OCR Settings
To edit OCR settings
- Open the Import Agent Configuration Utility.
- Select Profile from the menu, and then select Options.
- Select the General tab.
- Under Laserfiche Distributed Computing Cluster, select the Enable checkbox if you want to connect the Import Agent service to a Laserfiche Distributed Computing Cluster (DCC) installation. When enabled, Import Agent will send OCR requests to the specified DCC Scheduler instead of processing OCR on the Import Engine Computer. Enabling a Distributed Computing Cluster can improve the speed at which OCR is performed.
- Scheduler: Specify the name of the computer where the Laserfiche Distributed Computing Cluster Scheduler is installed.
- Port: Specify the port to use when communicating with the Distributed Computing Cluster Scheduler. By default, DCC uses port 8108.
- Under OCR, select or clear the following options.
- Language: Select a language to help optimize the character recognition.
- Decolumnize text: Select this option to convert multiple columns of generated text into a single column. Clearing the checkbox will preserve column formatting in the OCRed text, even if that separates words and sentences.
- Perform image enhancement: Images will be temporarily enhanced prior to OCR processing to optimize the processing. Click Configure open the Image Clean-up Options dialog box and configure the desired temporary image enhancements.
- Deskew image: Straighten crooked images.
- Despeckle image: Remove undesired noise from an image.
- Specify the maximum size of noise to be removed (in pixels): Size is specified as both width and height. For example, setting this option to 2 will remove all noise that is equal to or smaller than a 2 pixel x 2 pixel square.
- Rotate image: Rotates images to an orientation that is appropriate for OCR processing. After the OCR process is performed, the image will return to its original orientation.
- Automatically: The direction in which text flows on the page will be detected. The image will be rotated so the text flows horizontally (left to right).
- By this amount: The amount by which the image will be rotated. An image can be rotated by 90, 180, or 270 degrees.
- Line removal: Remove lines from an image.
- Horizontal: Removes horizontal lines from the image. Characters that are damaged due to the line removal will be repaired.
- Vertical: Removes vertical lines from the image. Characters that are damaged due to the line removal will be repaired.

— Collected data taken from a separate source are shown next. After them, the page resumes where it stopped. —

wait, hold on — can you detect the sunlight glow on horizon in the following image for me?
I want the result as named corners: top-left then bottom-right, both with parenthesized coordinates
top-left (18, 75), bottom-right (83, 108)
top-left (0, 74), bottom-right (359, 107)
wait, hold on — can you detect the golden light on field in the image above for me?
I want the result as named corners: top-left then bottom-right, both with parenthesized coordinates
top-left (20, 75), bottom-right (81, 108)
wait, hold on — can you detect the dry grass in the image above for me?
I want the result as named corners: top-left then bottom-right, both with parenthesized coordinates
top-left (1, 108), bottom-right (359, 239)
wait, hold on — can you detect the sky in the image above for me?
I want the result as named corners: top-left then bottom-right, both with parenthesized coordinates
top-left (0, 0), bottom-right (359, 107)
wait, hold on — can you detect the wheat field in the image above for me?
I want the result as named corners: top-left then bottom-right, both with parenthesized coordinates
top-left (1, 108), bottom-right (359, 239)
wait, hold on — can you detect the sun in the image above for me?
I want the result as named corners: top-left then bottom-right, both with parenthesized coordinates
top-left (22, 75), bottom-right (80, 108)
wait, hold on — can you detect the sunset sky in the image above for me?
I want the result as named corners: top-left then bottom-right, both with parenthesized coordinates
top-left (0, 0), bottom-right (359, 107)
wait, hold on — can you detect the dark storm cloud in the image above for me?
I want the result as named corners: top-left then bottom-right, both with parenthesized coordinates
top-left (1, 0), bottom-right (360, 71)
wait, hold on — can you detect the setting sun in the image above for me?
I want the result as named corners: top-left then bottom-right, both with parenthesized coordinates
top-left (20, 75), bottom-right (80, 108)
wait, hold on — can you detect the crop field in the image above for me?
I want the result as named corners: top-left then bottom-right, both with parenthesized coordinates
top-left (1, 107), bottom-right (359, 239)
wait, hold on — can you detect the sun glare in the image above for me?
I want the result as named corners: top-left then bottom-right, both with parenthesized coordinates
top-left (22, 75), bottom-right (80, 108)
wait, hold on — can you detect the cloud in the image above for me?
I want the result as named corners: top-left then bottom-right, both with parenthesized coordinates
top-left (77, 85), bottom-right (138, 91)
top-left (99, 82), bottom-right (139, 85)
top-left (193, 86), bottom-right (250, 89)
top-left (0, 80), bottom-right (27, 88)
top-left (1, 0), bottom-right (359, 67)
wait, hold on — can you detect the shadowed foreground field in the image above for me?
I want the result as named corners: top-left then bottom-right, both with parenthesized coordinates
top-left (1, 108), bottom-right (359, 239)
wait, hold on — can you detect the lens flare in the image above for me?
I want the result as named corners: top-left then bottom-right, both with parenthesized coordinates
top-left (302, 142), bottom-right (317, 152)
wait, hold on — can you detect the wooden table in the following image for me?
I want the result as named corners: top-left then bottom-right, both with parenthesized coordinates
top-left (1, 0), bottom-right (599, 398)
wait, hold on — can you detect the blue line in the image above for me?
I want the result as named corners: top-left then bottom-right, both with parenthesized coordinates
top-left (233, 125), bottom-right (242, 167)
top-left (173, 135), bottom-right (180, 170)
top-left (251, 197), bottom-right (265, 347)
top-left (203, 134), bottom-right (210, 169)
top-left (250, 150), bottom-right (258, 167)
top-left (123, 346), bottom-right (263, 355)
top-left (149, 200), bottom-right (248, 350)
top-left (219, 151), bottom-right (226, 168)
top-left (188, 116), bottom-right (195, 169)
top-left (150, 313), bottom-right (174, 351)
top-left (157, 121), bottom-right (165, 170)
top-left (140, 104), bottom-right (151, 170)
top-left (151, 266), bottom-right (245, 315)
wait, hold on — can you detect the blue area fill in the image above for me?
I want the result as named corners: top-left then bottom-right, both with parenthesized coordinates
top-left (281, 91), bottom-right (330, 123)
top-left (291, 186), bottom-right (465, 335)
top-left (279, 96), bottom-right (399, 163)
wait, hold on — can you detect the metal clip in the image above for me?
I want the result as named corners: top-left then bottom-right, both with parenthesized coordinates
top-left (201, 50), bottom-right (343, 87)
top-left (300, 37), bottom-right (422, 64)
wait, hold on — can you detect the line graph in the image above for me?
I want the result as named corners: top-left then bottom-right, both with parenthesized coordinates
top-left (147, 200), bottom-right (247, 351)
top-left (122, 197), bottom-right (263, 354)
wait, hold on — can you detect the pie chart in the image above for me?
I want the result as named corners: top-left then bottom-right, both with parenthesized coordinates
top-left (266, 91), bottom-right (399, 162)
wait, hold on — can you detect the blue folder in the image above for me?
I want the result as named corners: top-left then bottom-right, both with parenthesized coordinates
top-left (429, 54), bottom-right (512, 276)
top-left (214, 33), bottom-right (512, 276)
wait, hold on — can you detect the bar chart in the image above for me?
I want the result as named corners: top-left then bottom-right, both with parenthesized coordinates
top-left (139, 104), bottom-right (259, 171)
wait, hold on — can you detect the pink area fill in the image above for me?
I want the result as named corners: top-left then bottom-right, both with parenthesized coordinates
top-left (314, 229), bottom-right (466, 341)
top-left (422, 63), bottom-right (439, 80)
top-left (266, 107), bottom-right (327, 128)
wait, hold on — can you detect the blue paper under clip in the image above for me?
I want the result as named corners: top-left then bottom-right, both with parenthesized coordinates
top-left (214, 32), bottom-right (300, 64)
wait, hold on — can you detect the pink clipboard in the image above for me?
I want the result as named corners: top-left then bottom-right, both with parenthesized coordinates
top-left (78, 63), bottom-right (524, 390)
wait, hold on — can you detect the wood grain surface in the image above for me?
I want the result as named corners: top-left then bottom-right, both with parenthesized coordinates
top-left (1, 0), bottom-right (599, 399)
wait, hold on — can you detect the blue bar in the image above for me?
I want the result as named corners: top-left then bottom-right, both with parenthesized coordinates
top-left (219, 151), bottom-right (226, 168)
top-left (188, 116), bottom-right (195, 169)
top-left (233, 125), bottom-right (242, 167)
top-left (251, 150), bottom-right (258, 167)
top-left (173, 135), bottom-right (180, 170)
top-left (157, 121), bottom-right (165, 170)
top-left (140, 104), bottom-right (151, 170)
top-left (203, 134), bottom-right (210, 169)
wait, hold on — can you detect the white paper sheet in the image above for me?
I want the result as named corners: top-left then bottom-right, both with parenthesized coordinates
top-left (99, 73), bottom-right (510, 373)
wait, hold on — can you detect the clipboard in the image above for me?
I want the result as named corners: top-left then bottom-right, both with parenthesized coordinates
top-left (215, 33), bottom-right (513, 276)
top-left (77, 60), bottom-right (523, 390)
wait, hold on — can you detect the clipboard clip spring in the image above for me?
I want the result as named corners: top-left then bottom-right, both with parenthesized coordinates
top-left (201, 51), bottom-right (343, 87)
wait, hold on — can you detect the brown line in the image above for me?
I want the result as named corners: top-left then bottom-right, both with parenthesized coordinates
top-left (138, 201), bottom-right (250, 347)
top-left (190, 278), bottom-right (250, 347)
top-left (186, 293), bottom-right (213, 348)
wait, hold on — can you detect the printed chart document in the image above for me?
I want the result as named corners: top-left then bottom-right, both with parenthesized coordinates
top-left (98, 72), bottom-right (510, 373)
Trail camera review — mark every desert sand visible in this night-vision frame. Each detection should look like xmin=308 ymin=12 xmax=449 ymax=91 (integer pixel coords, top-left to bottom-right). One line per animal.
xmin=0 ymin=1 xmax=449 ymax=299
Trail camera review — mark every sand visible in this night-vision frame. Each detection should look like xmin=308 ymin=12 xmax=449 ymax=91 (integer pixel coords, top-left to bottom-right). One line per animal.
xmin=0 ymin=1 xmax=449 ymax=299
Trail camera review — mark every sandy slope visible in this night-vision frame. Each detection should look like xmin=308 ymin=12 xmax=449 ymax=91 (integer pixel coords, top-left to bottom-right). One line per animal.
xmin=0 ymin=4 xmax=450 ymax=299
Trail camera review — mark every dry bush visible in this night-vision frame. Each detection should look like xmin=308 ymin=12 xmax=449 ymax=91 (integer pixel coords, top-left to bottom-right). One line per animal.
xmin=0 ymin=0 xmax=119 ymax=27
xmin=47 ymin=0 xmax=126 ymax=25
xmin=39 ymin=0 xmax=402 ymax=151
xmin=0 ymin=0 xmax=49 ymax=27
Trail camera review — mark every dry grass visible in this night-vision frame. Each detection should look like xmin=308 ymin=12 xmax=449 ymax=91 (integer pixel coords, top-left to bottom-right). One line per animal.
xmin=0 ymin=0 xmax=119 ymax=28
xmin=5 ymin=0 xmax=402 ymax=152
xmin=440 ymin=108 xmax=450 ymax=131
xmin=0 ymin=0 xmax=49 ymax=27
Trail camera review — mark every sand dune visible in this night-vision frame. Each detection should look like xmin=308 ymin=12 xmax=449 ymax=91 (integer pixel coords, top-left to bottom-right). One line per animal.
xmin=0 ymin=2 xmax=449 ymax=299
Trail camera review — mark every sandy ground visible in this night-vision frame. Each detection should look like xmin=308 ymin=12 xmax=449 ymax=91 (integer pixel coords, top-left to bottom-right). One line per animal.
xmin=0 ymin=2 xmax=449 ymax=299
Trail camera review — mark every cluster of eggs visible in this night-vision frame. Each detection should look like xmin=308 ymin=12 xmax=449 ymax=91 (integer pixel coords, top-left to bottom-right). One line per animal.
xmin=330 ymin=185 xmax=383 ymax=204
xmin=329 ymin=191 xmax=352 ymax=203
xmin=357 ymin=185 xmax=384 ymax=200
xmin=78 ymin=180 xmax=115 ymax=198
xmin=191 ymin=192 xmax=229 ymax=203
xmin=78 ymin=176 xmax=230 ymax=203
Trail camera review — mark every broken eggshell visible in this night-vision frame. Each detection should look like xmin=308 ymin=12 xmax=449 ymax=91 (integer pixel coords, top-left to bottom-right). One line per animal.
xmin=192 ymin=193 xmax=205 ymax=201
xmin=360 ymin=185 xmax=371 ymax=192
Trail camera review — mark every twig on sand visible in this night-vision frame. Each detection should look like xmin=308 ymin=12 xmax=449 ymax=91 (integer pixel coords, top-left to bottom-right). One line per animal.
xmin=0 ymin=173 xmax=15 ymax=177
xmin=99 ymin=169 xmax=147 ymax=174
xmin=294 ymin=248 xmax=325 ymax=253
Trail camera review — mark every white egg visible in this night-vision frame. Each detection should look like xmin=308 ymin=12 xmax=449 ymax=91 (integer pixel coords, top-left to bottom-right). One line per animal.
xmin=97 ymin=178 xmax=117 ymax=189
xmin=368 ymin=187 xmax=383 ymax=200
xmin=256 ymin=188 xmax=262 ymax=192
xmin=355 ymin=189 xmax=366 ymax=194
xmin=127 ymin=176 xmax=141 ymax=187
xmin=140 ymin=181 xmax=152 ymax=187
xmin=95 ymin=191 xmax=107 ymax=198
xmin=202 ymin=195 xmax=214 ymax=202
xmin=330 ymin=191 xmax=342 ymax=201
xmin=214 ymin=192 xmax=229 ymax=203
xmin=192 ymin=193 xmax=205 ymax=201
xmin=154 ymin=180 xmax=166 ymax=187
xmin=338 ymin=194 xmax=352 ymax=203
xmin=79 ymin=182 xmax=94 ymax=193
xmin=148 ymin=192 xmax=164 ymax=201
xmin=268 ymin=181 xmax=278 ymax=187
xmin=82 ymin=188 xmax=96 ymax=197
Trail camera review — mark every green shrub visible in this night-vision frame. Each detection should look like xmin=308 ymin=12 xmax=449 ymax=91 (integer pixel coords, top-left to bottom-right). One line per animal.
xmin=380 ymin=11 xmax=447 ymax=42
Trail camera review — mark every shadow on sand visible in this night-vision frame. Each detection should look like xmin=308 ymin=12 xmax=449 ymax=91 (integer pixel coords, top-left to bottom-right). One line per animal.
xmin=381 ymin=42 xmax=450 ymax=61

- Optimization priority: Choose one of the following:
- Speed: Reduces the amount of time it takes to OCR. Generated text may be less accurate. Best for documents with clear text.
- Balance: Strikes a balance between speed and accuracy. Best for documents with average text.
- Accuracy: Increases OCR quality. Processing time will also be increased. Best for documents with less clear text.
Note: These settings apply to all profiles.